Off topic

Apa Arti Bermimpi Tentang Air, Angin, atau Api? Dan Bagaimana Cara Menafsirkan Mimpi Anda

Setiap orang pasti akan bermimpi saat sedang tertidur, mimpi sangat beragam dari mulai mimpi yang menyenangkan, mimpi menakutkan, biasa saja, dan kadang...

Written by Ariko · 1 min read >
Arti Mimpi

Setiap orang pasti akan bermimpi saat sedang tertidur, mimpi sangat beragam dari mulai mimpi yang menyenangkan, mimpi menakutkan, biasa saja, dan kadang kamu dapat bermimpi hal aneh yang ada diluar akal sehat. Kamu mungkin bertanya-tanya dari mimpi yang kamu alami apakah ada makna khusus atau tidak?

Menurut EDMODO.ID, berikut arti mimpi yang mungkin umum atau sering terjadi saat kita tertidur.

Apa artinya bermimpi tentang air, angin, dan api?

Meskipun tidak ada bukti nyata bahwa unsur-unsur itu memiliki makna tertentu tapi sebagian besar berspekulasi bahwa ada beberapa asosiasi yang tampak umum kata seorang ahli Dr. Kryger.

Air dianggap melambangkan emosi, kata Loewenberg, dan berbagai jenis air dapat meniru emosi yang berbeda. Sebagai contoh, air berlumpur dapat mewakili kesedihan, gelombang pasang dapat mewakili kesurupan dan air jernih dapat mewakili kejernihan emosional.

Api paling sering disamakan dengan kemarahan atau kesusahan, kata Loewenberg, sementara angin dapat mewakili perubahan atau perubahan yang akan Anda alami saat ini.

“Sejauh ini diterima makna, semua yang benar-benar penting adalah apa yang cocok untuk si pemimpi,” kata Loewenberg. Sementara banyak simbol memiliki makna umum yang dapat cocok dengan kebanyakan orang dan situasi umum, Anda harus memperhitungkan asosiasi pribadi Anda dengan simbol, ia menjelaskan.

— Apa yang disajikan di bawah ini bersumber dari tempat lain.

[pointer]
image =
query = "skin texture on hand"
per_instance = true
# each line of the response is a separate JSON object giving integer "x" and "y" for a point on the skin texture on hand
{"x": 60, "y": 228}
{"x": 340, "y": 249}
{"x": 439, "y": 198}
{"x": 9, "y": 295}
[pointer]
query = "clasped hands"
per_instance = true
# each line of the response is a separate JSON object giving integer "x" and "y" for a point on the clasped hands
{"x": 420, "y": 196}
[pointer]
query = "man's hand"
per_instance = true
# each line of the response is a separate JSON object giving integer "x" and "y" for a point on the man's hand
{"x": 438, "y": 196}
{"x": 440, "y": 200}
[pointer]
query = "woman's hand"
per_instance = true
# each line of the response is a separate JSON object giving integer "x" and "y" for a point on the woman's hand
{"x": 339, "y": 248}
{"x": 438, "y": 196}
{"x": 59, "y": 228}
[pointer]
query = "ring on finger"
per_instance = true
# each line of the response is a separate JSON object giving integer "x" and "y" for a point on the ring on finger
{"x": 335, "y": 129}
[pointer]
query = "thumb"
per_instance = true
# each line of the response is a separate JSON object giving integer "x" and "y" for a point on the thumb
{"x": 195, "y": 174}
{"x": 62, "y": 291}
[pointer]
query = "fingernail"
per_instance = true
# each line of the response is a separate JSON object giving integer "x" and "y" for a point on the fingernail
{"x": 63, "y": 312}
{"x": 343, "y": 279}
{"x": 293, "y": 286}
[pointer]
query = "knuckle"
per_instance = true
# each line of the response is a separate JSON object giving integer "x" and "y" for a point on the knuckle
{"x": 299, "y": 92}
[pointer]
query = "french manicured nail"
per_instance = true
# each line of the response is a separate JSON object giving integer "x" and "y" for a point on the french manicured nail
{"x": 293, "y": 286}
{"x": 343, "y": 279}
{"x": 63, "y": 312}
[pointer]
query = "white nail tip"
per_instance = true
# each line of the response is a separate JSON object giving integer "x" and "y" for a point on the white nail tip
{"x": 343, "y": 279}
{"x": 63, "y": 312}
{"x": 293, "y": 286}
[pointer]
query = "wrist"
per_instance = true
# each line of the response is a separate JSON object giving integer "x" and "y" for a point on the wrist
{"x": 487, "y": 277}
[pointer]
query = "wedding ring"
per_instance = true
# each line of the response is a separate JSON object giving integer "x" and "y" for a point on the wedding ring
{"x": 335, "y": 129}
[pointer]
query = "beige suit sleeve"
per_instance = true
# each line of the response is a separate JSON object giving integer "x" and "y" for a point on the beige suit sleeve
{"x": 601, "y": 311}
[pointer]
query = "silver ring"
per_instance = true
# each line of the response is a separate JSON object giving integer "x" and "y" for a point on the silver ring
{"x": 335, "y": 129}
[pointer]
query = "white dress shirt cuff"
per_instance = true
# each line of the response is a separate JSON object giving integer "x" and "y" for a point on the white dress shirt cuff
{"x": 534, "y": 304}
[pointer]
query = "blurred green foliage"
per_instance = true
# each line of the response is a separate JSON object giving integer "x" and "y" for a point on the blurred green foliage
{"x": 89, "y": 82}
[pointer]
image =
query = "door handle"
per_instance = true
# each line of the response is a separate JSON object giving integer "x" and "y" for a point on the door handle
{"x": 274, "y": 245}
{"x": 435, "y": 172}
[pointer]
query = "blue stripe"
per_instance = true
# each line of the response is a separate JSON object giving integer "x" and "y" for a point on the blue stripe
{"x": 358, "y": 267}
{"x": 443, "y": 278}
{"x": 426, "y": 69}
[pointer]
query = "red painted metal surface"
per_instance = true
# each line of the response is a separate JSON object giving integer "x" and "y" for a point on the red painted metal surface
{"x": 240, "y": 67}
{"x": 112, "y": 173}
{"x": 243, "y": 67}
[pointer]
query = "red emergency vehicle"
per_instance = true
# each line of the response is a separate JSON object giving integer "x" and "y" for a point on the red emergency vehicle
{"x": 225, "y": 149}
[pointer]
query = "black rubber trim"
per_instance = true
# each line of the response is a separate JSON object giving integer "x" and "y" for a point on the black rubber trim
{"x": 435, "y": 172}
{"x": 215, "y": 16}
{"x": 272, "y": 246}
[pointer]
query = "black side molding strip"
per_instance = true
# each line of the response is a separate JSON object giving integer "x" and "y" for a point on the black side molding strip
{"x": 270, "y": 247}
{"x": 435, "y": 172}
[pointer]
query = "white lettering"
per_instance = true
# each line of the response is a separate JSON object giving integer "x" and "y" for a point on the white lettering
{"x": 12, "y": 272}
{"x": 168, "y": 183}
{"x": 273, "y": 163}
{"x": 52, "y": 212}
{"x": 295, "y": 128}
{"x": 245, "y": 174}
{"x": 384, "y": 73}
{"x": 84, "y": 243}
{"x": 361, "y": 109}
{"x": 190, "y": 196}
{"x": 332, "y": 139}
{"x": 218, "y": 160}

Bagaimana menafsirkan mimpi Anda

Karena, seperti yang disebutkan sebelumnya, tidak ada bukti kuat tentang arti mimpi, Anda harus menafsirkan mimpi Anda dengan cara yang masuk akal menurut Anda.

“Penentuan apa yang disampaikan mimpi adalah khusus untuk orang tersebut dan situasi saat ini,” kata seorang ahli yang bernama Kuras , “jadi apa yang dialami orang itu, tantangan apa yang mereka hadapi, dan perkembangan psikologis apa yang terjadi akan memberi tahu makna dalam setiap kasus.”

Mimpi adalah proses berpikir, Loewnberg mengulangi. “Mimpi kita, kisah-kisah kecil aneh yang kita alami setiap malam saat kita tidur, sebenarnya adalah pikiran bawah sadar kita,” katanya. “Mereka adalah kelanjutan dari aliran kesadaran kita sejak hari itu.”

Tetapi selama tidur, alih-alih berbicara pada diri sendiri dengan kata-kata, Anda berbicara pada diri sendiri dengan simbol, metafora dan emosi, kata Loewenberg. Perubahan bahasa terjadi karena otak Anda bekerja secara berbeda selama tidur REM(Gerak mata cepat): Khususnya, korteks prefrontal, atau pusat pengambilan keputusan otak Anda, kurang aktif atau tidak aktif, sedangkan amygdala, pusat emosional otak Anda, sangat aktif.

Itulah sebabnya mimpi bisa begitu menakutkan atau membuat frustrasi, dan menampilkan peristiwa yang seharusnya atau tidak bisa terjadi dalam kehidupan nyata.

“Singkatnya,” kata Loewenberg, “mimpi adalah percakapan dengan diri tentang diri, tetapi pada tingkat bawah sadar yang jauh lebih dalam.”